In turn, the deputy director of the Caucasus Institute, Sergei Minasyan, expressed doubts about the viability of the idea itself, recalling that at one time the Turkish minister for EU affairs, Mevlüt Çavuşoğlu, tried to create a similar subcommittee, but it shut down within a few years because the Armenians took no part in its work.  It is possible that the new subcommittee will suffer the same fate.

In a similar vein, when and if PACE discusses «the conflict in Crimea,» it is not clear what there will be to say – that region is a constituent part of the Russian Federation, and any attempts to exert external influence there without Moscow’s consent (which, as we know, is no longer involved in PACE’s work) cannot be seen as anything other than interference in Russia’s internal affairs.  Suffice it to recall the failed attempt by an OSCE mission to force its way into Crimea with obviously dubious objectives, in early March, ten days before the referendum vote on the peninsula.  According to Jean-Claude Mignon, who reported to the Council of Europe about the status of Ukraine’s commitments, the work of the new PACE subcommittee on frozen conflicts should be consistent with OSCE’s experience in this area.  It would be unfortunate if the «inter-parliamentary cooperation» occurring under the aegis of PACE and its new committee knowingly took the low road …
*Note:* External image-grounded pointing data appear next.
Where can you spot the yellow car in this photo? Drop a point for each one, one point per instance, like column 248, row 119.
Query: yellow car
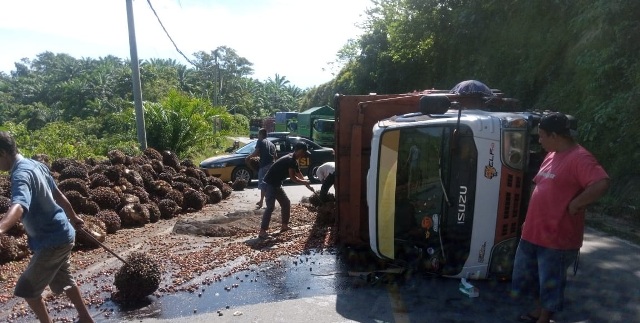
column 233, row 166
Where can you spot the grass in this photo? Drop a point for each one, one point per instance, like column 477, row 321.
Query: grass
column 618, row 224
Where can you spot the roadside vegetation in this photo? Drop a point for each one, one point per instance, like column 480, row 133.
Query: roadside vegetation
column 578, row 57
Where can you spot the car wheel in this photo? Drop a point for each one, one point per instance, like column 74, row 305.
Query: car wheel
column 312, row 174
column 243, row 173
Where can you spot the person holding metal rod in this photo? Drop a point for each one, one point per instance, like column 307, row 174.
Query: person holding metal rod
column 285, row 167
column 50, row 223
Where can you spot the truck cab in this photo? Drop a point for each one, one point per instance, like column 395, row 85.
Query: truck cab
column 447, row 185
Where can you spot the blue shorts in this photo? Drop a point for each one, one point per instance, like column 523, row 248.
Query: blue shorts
column 47, row 267
column 542, row 273
column 263, row 170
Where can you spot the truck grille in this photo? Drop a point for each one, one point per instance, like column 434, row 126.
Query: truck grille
column 509, row 204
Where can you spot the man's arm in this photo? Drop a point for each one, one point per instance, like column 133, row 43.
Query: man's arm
column 590, row 194
column 75, row 220
column 13, row 215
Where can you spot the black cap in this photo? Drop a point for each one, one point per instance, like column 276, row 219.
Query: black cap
column 301, row 146
column 556, row 122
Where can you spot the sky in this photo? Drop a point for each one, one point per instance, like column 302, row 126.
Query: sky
column 292, row 38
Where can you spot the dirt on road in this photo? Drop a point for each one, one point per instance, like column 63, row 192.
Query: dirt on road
column 193, row 249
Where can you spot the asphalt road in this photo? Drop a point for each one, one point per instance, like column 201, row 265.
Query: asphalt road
column 605, row 289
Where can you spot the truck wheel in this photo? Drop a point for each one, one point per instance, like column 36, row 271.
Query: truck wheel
column 312, row 174
column 241, row 172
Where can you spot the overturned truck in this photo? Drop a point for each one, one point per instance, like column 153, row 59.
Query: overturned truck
column 439, row 178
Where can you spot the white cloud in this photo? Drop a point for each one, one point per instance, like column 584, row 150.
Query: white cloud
column 295, row 39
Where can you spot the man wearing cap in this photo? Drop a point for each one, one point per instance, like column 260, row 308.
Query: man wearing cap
column 285, row 167
column 266, row 150
column 569, row 179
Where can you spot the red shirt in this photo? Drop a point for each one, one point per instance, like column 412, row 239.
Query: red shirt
column 562, row 176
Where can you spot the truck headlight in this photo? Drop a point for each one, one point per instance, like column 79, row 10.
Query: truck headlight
column 513, row 148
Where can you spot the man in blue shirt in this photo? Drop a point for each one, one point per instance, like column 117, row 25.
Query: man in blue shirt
column 267, row 152
column 49, row 221
column 285, row 166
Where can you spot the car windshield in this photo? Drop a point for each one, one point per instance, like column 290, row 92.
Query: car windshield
column 248, row 148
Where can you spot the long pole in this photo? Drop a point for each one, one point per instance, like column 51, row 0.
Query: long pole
column 135, row 79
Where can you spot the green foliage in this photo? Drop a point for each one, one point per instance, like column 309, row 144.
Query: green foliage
column 180, row 123
column 578, row 57
column 69, row 140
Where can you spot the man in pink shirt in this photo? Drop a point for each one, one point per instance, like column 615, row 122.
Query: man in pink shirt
column 569, row 179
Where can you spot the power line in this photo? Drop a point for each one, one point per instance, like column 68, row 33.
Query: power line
column 167, row 33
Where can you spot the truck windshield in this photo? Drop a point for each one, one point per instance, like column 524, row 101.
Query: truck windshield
column 419, row 167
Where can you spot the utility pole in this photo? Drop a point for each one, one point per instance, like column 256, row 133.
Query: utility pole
column 135, row 79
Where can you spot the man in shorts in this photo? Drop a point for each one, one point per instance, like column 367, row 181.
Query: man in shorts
column 285, row 166
column 266, row 150
column 49, row 221
column 326, row 175
column 569, row 179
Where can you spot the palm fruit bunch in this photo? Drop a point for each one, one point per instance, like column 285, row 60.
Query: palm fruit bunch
column 138, row 278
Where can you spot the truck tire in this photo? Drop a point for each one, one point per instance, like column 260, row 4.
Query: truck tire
column 242, row 172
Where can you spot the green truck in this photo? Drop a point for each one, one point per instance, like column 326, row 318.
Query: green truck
column 286, row 122
column 317, row 124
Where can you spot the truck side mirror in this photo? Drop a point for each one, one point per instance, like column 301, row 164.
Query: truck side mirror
column 434, row 104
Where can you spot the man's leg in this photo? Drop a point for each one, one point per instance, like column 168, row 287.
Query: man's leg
column 326, row 185
column 74, row 295
column 524, row 280
column 285, row 207
column 553, row 266
column 39, row 308
column 270, row 198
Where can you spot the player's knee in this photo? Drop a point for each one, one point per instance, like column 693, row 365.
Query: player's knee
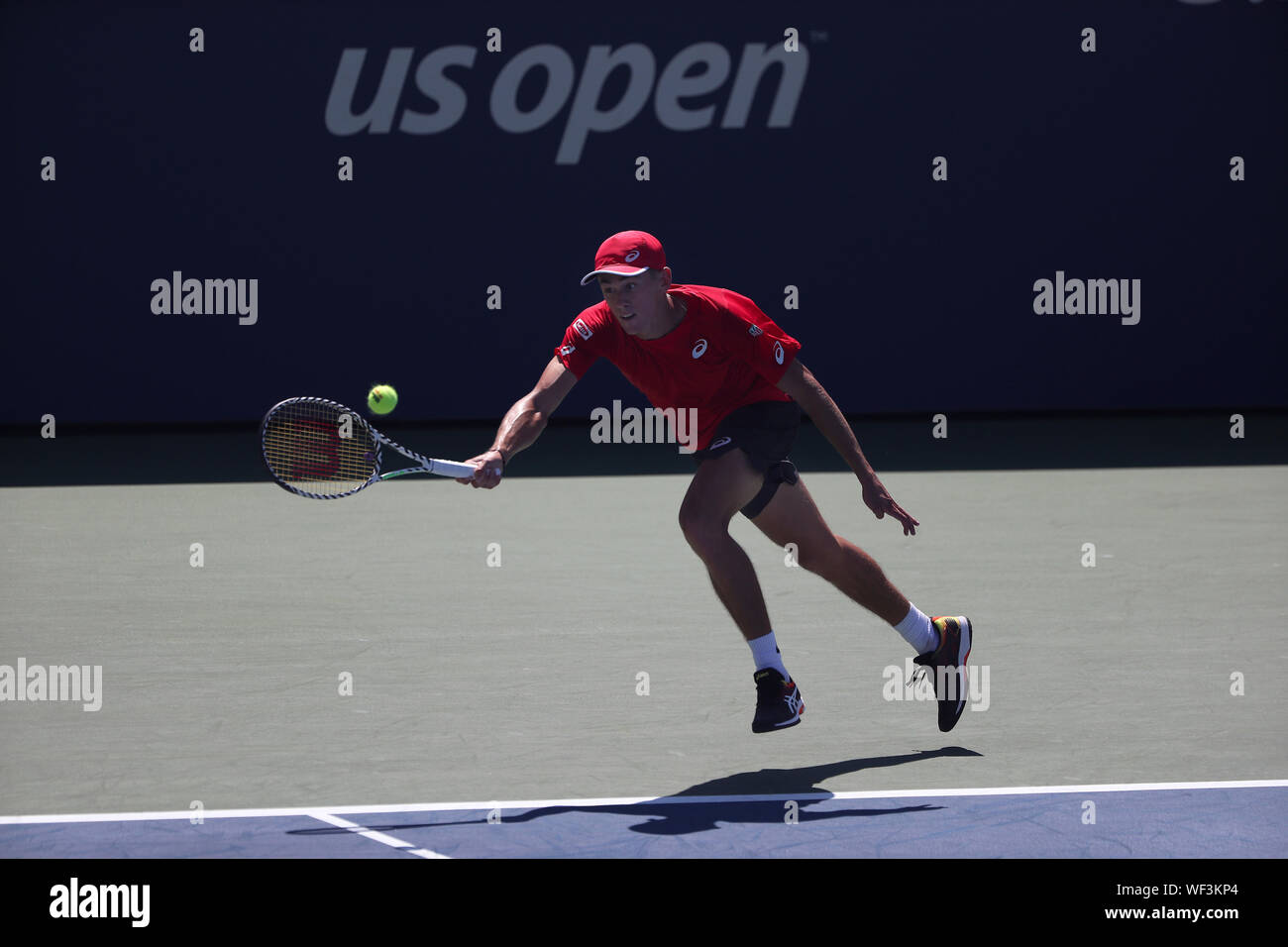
column 702, row 531
column 820, row 557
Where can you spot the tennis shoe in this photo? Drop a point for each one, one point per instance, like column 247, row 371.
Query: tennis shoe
column 778, row 702
column 945, row 667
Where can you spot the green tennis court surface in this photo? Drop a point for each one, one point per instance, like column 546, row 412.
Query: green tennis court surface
column 426, row 642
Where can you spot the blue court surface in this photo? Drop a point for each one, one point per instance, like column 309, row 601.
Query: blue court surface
column 1218, row 819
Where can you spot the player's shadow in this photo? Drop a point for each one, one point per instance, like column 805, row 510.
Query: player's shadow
column 756, row 796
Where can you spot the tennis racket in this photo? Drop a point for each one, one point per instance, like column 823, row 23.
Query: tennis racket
column 323, row 450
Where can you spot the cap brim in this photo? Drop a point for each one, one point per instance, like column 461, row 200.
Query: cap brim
column 609, row 270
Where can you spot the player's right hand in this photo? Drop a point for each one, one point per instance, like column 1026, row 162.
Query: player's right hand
column 488, row 471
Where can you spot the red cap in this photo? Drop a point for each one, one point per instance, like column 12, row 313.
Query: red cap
column 629, row 253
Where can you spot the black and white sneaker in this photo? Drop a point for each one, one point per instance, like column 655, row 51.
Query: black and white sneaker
column 945, row 667
column 778, row 702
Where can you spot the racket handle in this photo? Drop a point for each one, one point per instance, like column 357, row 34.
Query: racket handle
column 450, row 468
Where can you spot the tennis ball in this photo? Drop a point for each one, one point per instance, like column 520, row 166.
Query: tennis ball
column 381, row 399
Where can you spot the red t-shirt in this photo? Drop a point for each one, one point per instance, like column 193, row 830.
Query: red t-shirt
column 722, row 355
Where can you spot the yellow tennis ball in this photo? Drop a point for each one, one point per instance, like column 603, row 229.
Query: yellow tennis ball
column 382, row 399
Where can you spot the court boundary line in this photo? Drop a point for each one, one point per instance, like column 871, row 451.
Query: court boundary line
column 317, row 810
column 382, row 838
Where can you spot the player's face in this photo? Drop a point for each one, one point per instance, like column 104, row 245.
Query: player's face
column 636, row 302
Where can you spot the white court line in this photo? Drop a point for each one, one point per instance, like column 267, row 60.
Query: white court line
column 634, row 800
column 375, row 836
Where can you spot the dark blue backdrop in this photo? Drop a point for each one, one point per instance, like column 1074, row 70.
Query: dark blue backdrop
column 914, row 295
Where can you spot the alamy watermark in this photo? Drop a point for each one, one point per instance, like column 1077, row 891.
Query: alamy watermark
column 900, row 684
column 179, row 296
column 649, row 425
column 1087, row 298
column 78, row 684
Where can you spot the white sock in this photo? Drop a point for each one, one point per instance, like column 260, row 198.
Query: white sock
column 917, row 630
column 764, row 652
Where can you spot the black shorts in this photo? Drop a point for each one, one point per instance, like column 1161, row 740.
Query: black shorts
column 765, row 432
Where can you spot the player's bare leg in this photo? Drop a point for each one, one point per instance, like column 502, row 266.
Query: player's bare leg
column 719, row 489
column 793, row 517
column 941, row 644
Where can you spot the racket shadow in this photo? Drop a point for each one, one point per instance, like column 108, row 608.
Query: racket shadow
column 704, row 805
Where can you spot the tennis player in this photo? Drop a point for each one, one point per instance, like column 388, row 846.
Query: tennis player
column 715, row 351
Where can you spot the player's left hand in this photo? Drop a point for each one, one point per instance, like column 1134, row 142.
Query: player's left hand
column 880, row 501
And the additional involvement of any of PACE’s entities in the conflict in the Donbass could have a positive impact only if it adheres to the spirit and the letter of the Minsk agreement, fully taking into account the position of the power structures in the DPR and the LPR.  Should that occur, the instruments of parliamentary diplomacy could help to unify the parties’ positions and encourage Kiev to officially reject militant rhetoric and actions (which, incidentally, seems unlikely at present).  

Finally, given the many problems within the Council of Europe itself (in Belgium, Spain, Great Britain, etc.), such excessive attention to post-Soviet conflicts seems out of proportion, and in addition may have any number of causes and repercussions.  There is a real question as to whether European institutions sincerely wish to pursue a constructive path: otherwise PACE would not have remained indifferent to the blockade of Transnistria, which has lasted for many years and has now become extremely punitive.  At the same time, Russia could incorporate some of Europe’s more innovative practices and strengthen her inter-parliamentary contacts with de facto state entities she does not recognize (Transnistria, Nagorno-Karabakh, northern Cyprus, and the Donetsk and Luhansk People’s Republics).  Obviously the history and civilization of all of these places, with the exception of northern Cyprus, are inseparably linked to Russia, and none need to be in the safekeeping of PACE.